2

From electric field of a point charge: $$ \vec{E} = \frac{k Q \vec{r}}{\gamma^{2}r^3(1-\beta^2sin^2\theta)^{\frac{3}{2}}}, \vec{B} = \frac{\vec{u} \times \vec{E}}{c^2} $$ taking curl of B gives $$ \nabla \times B = {\mu_0J}$$ Taking divergence of above gives $$ \nabla . J = \frac{\nabla .(\nabla \times B)}{\mu_0} =0 = -\frac{\partial q}{\partial t} $$ which implies stationary charge distribution despite the point charge being in motion. Expressions for E and B derived using special relativity where the charge Q moves across space with constant velocity to inertial observer. So why exactly does the expressions for E and B for moving field fail?

I have found answers on this post claim it is due to not considering speed of light limit but assuming we let enough time for the charge in its rest frame to produce electric field in all of its space, it doesn't seem to be a factor since we only need to lorentz transform four force experienced in charge's rest frame to get above same equation for E and B, where the charge will be in motion.

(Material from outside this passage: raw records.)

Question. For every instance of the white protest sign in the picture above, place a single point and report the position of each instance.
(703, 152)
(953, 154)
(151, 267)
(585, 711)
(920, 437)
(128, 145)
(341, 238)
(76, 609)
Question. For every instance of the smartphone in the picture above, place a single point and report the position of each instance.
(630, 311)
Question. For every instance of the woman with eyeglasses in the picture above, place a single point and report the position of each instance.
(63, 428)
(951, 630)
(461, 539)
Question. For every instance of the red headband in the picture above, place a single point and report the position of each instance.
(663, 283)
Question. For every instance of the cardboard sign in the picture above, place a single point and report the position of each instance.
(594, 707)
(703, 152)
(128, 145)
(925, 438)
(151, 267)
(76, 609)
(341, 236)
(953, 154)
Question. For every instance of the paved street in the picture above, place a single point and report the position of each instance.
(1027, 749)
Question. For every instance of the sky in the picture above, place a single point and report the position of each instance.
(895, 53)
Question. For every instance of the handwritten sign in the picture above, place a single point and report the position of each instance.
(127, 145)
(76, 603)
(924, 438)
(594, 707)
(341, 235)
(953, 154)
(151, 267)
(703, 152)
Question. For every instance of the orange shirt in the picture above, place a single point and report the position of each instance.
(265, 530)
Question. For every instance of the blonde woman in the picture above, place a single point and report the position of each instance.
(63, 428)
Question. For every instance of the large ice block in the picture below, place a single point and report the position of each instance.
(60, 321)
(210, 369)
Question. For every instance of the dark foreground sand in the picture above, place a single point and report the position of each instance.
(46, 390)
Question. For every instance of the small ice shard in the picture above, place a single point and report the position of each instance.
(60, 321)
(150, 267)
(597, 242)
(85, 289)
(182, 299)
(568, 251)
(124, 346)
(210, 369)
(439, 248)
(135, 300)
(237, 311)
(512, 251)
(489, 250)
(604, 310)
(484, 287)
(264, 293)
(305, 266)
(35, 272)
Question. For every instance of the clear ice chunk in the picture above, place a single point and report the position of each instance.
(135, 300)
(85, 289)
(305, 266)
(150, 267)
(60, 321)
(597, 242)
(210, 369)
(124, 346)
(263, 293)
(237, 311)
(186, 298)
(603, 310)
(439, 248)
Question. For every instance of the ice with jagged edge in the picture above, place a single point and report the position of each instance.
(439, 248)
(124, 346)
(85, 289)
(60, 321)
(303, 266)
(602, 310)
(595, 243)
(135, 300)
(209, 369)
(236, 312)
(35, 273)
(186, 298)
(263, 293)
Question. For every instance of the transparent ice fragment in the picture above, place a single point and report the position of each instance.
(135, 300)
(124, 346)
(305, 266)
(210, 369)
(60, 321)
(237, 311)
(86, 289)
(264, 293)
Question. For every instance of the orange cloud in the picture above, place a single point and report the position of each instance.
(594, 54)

Other answer on the same post attribute the error to lack of consideration of charge conservation which if we let q in its rest frame be constant (avoids need to re-consider speed of light limit) would also be constant in inertial frame where the charge is moving, by invariance of charge (already assumed for the derivation of above equations).

Qmechanic
  • 201,751
372191
  • 27

3 Answers3

2

$\nabla\times{\bf B=\nabla\times(u\times E)=u(\nabla\cdot E)-(u\cdot\nabla)E}$. $\quad{\bf\nabla\cdot E}$ leads to a delta function, not zero.

Jerrold Franklin
  • 1,748
  • He's not saying it's zero he's saying it's divergence is zero. – jensen paull Jul 08 '22 at 16:09
  • The divergence of a delta function is singular, and not zero. – Jerrold Franklin Jul 08 '22 at 16:14
  • This is a good answer but incomplete. You could complete it noting that \begin{equation} \boldsymbol{\nabla\cdot}\mathbf E=\dfrac{\rho}{\epsilon_0}=\dfrac{q\delta\left(\mathbf r-\mathbf r_q\right)}{\epsilon_0} \tag{a01}\label{a01} \end{equation} where $\mathbf r_q$ the position vector of the charge $q$. So \begin{equation} \dfrac{\mathbf u\left(\boldsymbol{\nabla\cdot}\mathbf E\right)}{c^2}=\dfrac{q,\mathbf u,\delta\left(\mathbf r-\mathbf r_q\right)}{c^2\epsilon_0}=\mu_0 \mathbf j \tag{a02}\label{a02} \end{equation} – Frobenius Jul 08 '22 at 22:30
  • ....where \begin{equation} \mathbf j=q,\mathbf u,\delta\left(\mathbf r-\mathbf r_q\right) \tag{a03}\label{a03} \end{equation} – Frobenius Jul 08 '22 at 22:30
  • It remains to prove that \begin{equation} -\left(\mathbf u\boldsymbol{\cdot\nabla}\right)\mathbf E=\dfrac{\partial \mathbf E}{\partial t} \tag{a04}\label{a04} \end{equation} – Frobenius Jul 08 '22 at 22:37
  • 1
    @Frobenius From: $$ \frac {dE}{dt}= \frac {\partial E}{\partial t}+\frac {\partial E}{\partial x}\frac {dx}{dt}+\frac {\partial E}{\partial y}\frac {dy}{dt}+\frac {\partial E}{\partial z}\frac {dz}{dt} $$ if taken in direction of $(x+u_x dt,y+u_y dt,z+u_z dt,t+dt)$ for r wont change since the source charge will also move the same amount and neither will v of source at new location (assumption of constant speed for formula). Hence equating the LHS to 0 as E is also only a function of those two, we get the above. – 372191 Jul 10 '22 at 20:43
  • @N1N74 : Well done !!! Very nice proof. – Frobenius Jul 10 '22 at 21:16
1

Taking the curl of the B field for the field of a moving charge yields ampere maxwell law.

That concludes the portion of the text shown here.